Le CHU de Besançon accusé de négligences
Un collectif de patients dénonce auprès du CHU de Besançon des "faits de maltraitance" et le "non-respect de procédures" en cancérologie. Des allégations soutenues par l’ancien chef du service de dermatologie, mais contredite par le CHU. Un rapport de l'Agence Régionale de Santé (ARS) sur l’affaire doit être rendu public d’ici la fin de la semaine.
Ce 21 mars, 46 courriers ont été adressés à la direction du CHU de Besançon par d'anciens patients, pris en charge en 2014 et 2016. Cette initiative, portée à la connaissance du public par Le Parisien, vise à dénoncer des faits de nature diverses : maltraitance, patients renvoyés chez eux sans diagnostic, ou encore le non-respect de certaines procédures obligatoires concernant la prise en charge de malades du cancer.

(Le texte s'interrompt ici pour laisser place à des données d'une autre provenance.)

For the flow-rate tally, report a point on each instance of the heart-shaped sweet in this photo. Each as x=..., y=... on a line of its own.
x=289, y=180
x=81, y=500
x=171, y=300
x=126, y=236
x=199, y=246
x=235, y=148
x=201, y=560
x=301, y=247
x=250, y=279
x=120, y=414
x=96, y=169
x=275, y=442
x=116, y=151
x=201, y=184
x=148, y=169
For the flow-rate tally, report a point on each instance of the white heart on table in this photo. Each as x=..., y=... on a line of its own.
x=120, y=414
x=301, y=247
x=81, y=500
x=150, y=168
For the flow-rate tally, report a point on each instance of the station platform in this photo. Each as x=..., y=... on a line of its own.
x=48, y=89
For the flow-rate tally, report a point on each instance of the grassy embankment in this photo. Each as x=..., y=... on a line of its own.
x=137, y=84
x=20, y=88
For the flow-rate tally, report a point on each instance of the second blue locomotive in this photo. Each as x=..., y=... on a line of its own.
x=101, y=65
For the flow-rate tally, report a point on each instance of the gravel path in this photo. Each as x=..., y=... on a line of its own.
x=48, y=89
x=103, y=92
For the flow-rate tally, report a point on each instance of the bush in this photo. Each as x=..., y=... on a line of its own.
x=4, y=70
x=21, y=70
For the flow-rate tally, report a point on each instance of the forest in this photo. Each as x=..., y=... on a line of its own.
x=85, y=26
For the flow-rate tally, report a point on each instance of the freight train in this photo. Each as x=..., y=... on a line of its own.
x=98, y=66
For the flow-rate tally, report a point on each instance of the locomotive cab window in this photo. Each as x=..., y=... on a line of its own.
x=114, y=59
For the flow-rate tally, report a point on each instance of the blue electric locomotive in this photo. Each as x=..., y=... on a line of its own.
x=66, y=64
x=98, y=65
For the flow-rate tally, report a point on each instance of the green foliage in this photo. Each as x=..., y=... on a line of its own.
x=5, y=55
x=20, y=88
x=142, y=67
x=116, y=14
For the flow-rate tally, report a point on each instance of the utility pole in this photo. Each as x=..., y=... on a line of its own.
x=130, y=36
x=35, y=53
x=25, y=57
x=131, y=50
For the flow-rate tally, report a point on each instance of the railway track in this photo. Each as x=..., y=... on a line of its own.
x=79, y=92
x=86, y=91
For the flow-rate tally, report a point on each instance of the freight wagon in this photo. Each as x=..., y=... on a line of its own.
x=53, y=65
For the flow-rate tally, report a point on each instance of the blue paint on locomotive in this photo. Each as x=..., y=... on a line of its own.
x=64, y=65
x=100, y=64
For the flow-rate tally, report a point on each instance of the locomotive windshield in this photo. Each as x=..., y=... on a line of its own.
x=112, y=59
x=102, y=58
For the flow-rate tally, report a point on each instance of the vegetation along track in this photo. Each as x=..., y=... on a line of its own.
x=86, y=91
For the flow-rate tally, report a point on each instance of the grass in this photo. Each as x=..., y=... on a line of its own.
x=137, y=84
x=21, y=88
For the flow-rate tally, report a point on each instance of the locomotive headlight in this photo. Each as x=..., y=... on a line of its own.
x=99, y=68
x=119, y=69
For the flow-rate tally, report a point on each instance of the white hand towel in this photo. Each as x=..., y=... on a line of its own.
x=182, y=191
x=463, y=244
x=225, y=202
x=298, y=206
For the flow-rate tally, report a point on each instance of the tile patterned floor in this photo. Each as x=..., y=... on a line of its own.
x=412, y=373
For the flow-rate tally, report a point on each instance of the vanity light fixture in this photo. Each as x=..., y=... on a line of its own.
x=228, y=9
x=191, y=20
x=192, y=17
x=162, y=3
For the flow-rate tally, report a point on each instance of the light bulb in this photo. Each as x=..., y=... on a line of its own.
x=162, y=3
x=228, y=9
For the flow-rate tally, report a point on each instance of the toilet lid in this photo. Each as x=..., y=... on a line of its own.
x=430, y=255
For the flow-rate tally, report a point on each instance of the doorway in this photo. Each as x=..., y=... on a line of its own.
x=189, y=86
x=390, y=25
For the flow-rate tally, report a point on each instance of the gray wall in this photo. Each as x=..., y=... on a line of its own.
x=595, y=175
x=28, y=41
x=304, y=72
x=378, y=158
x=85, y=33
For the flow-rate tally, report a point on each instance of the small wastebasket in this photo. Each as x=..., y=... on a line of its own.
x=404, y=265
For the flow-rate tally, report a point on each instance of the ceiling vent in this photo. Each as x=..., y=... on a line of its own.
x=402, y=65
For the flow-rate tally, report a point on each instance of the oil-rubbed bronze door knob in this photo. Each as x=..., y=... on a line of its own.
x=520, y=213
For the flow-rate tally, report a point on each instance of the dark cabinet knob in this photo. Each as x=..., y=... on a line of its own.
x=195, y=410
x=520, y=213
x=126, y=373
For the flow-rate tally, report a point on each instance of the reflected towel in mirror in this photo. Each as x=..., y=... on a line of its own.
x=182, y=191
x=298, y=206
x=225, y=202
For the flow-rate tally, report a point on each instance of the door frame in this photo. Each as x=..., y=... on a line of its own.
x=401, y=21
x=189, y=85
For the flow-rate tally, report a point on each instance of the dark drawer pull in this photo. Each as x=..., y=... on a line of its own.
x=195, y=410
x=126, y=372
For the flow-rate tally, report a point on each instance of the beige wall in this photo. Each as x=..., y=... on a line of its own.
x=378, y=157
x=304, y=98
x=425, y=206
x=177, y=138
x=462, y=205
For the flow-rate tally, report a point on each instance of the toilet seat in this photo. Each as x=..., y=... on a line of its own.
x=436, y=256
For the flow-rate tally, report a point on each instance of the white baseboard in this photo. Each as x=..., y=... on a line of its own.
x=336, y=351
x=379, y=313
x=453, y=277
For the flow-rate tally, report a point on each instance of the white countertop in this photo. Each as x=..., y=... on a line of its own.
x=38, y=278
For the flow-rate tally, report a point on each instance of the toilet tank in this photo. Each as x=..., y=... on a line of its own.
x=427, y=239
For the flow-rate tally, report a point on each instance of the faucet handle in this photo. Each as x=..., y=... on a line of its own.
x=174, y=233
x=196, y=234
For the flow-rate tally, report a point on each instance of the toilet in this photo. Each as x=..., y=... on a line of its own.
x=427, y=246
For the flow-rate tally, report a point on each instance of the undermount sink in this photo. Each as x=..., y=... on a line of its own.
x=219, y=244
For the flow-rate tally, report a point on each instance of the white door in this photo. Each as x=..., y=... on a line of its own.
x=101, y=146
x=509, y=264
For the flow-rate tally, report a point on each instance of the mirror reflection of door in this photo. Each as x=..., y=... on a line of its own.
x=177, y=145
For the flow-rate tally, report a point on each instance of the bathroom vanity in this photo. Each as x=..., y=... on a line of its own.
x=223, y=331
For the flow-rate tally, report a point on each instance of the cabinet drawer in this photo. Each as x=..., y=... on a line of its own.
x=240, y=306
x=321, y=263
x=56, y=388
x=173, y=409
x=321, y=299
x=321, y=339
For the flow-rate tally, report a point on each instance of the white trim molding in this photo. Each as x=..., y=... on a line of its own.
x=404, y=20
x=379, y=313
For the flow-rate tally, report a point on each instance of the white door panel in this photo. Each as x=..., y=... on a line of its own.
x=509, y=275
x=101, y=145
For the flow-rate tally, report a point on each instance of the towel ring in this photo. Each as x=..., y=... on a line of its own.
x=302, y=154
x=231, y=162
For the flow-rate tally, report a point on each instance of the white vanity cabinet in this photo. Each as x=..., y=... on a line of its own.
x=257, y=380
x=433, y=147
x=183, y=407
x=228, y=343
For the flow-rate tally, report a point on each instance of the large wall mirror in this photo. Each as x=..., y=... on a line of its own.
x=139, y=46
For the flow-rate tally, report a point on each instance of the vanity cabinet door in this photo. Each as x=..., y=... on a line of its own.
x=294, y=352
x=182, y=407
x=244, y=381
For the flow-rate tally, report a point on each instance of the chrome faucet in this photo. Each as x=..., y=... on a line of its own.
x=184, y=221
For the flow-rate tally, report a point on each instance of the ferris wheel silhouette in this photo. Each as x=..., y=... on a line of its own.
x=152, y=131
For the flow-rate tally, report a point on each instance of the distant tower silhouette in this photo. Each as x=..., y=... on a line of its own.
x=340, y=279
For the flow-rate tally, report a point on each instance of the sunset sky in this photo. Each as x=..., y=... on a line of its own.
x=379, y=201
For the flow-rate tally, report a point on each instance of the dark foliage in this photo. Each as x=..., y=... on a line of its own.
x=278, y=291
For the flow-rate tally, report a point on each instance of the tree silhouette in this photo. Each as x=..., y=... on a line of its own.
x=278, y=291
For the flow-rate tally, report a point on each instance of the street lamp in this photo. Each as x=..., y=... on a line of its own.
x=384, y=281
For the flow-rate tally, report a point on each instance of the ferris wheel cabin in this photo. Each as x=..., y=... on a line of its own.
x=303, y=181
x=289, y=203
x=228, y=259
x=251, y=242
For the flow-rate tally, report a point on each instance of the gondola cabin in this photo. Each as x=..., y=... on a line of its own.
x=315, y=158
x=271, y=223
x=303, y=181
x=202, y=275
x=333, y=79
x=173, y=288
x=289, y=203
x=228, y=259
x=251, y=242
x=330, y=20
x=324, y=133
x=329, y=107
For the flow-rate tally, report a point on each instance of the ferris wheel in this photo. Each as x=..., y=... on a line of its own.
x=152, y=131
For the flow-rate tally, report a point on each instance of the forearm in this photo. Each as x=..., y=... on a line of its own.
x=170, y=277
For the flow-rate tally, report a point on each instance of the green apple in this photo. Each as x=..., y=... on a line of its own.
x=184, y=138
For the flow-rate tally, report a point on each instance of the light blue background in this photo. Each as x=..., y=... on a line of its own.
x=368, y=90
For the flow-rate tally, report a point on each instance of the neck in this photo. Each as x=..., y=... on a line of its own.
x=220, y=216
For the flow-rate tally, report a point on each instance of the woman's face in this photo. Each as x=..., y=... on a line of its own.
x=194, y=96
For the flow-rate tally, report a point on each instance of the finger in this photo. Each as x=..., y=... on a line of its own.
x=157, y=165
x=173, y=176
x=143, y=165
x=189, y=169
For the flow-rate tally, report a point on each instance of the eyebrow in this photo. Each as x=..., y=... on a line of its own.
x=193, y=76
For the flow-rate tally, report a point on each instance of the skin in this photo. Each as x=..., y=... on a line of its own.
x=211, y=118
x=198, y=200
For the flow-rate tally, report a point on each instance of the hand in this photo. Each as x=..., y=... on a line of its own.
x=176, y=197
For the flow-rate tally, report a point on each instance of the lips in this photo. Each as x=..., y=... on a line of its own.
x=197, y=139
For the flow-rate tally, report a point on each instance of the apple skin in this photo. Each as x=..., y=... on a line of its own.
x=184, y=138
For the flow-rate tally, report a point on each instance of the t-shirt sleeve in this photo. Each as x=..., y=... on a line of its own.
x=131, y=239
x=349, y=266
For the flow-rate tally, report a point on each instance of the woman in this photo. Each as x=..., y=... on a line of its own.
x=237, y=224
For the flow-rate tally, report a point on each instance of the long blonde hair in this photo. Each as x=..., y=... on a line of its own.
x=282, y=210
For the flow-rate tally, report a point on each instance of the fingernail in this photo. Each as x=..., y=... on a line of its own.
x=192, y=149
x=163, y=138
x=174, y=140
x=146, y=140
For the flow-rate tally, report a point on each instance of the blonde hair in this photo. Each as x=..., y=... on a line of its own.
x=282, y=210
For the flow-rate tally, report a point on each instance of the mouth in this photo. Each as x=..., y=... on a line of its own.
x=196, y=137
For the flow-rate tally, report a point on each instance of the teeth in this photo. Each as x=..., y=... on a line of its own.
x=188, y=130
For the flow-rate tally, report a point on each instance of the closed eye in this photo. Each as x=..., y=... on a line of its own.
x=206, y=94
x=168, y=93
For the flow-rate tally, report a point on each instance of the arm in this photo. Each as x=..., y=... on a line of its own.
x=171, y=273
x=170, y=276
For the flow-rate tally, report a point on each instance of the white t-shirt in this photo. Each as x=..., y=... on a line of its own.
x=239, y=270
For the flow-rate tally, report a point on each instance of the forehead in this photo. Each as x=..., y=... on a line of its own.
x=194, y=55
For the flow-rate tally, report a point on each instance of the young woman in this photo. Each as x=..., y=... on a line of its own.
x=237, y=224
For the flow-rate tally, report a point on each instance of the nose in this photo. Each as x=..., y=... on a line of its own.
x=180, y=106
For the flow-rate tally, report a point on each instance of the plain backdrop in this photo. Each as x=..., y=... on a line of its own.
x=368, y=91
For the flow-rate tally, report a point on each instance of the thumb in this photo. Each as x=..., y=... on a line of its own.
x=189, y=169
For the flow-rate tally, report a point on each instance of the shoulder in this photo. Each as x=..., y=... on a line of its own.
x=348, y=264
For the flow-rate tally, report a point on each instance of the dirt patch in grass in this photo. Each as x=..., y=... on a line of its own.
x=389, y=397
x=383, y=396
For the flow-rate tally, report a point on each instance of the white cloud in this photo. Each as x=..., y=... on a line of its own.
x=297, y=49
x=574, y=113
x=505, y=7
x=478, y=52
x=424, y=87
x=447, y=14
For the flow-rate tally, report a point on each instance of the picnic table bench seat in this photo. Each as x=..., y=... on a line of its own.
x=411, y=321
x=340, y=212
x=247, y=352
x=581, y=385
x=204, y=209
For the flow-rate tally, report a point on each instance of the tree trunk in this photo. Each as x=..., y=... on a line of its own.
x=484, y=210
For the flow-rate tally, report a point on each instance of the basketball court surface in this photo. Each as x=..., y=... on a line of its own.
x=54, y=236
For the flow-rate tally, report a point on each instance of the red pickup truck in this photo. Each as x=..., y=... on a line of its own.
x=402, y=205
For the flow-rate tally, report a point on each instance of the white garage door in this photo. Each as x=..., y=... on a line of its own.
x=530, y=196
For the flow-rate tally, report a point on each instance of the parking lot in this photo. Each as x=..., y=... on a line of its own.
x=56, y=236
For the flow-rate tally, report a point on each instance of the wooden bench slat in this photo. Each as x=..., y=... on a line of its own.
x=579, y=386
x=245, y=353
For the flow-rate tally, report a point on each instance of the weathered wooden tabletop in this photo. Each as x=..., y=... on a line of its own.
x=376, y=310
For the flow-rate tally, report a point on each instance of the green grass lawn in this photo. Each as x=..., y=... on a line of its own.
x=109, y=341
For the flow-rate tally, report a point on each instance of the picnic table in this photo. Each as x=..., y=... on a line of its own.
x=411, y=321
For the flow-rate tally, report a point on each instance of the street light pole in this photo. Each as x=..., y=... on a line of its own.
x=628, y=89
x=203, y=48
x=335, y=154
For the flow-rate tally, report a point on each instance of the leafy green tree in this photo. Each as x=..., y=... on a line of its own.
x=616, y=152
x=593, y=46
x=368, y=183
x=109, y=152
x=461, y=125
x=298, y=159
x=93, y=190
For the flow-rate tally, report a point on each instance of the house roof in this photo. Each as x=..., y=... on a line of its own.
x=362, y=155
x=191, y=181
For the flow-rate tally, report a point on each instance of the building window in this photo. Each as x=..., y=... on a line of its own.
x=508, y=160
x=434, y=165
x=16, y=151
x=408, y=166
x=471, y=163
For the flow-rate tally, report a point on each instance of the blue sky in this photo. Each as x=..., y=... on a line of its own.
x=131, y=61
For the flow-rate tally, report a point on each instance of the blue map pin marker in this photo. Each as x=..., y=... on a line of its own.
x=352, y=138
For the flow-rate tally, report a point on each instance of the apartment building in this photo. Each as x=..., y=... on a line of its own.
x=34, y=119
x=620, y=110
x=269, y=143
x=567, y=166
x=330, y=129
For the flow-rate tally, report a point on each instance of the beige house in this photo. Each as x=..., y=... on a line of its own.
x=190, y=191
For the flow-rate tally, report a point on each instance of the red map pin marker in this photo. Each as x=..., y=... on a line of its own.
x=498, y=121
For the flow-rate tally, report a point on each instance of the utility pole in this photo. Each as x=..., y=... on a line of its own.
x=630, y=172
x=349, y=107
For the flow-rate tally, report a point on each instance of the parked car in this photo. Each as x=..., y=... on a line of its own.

Philippe Humbert, ancien chef du service de dermatologie du CHU de Besançon, avait démissionné en octobre 2015 après avoir reçu des plaintes "visant certains médecins et internes". Aujourd’hui, il abonde dans le sens de ces plaintes, mettant en avant des dérives dans la conduite des réunions de concertation pluridisciplinaire (RCP).
Une procédure indispensable a-t-elle été contournée ?
Ces RCP regroupent des professionnels de santé de diverses disciplines, dont les compétences sont indispensables "pour prendre une décision accordant aux patients la meilleure prise en charge en fonction de l’état de la science du moment", selon la définition de la Haute autorité de santé (HAS). Pour être jugée valable, une RCP (que sa visée soit diagnostique ou thérapeutique) doit se faire en présence "d’au moins trois médecins de spécialités différentes permettant d’avoir un avis pertinent sur toutes les procédures envisagées". Toujours selon la HAS, si cette condition n’est pas respectée, "le dossier doit être représenté avec le spécialiste manquant dans les plus brefs délais."
L’objectif d’une réunion de concertation pluridisciplinaire est d’éviter que des spécialistes d’une méthode thérapeutique privilégie celle-ci par méconnaissance des autres options, et non dans le cadre d’une réflexion permettant de maximiser les chances de survie ou de rémission du patient.
Or, selon Philippe Humbert, la présence de trois spécialistes n’était pas toujours effective. "Des traitements ont été décidés, alors que le chirurgien ou le radiothérapeute n'étaient pas présents", explique-t-il aux journalistes de France Info. "Certains malades n'ont pas pu bénéficier de l'avis d'un chirurgien qui aurait pu, par exemple, procéder à l'ablation d'une métastase localisée sur un organe. À la place, ces patients ont reçu de la chimiothérapie". De son point de vue, "il y a des intérêts financiers" derrière ces choix. "L'hôpital a reçu beaucoup d'argent pour cela. On a caché la vérité aux patients. Aucun malade n'a été informé que les RCP étaient non conformes."
Le CHU se défend
Le 21 mars, le CHU de Besançon a répondu aux accusations par voie de communiqué. Il souligne qu’un rapport définitif de l’inspection diligentée par l’Agence Régionale de Santé Bourgogne Franche-Comté sur la pratique médicale et les conditions d’organisation et de fonctionnement du service "doit être remis dans la semaine" - à la suite de quoi une conférence de presse sera organisée par l’établissement.
Le CHU reste pour l’heure sur sa réserve, expliquant "[s’astreindre] à respecter […] le secret médical", obligation "qui ne lui permet malheureusement pas de répondre aussi précisément qu’il le souhaiterait à certaines allégations erronées dont il a pris connaissance dans les médias ces dernières semaines". "Que leur diffusion, à l'initiative du Professeur Philippe Humbert, intervienne alors que la publication du rapport définitif de l'ARS est imminente, n'est pas un hasard", juge le CHU. "La Direction Générale du CHU, comme le Professeur Humbert, sont en effet en possession d’un rapport provisoire. Celui-ci contredit les thèses soutenues par ce médecin".
Face "à ces mises en cause très violentes et inquiétantes pour les patients", le CHU veut "rassurer sur la qualité de la prise en charge par l’équipe du service de dermatologie", et souligne qu’une inspection de l’Agence Régionale de Santé menée en novembre 2015, "suite aux dénonciations du Professeur Philippe Humbert", qui avait conclu "que toutes les décisions médicales ont été conformes aux données actuelles de la science", et "qu’aucun patient n’a subi de préjudice".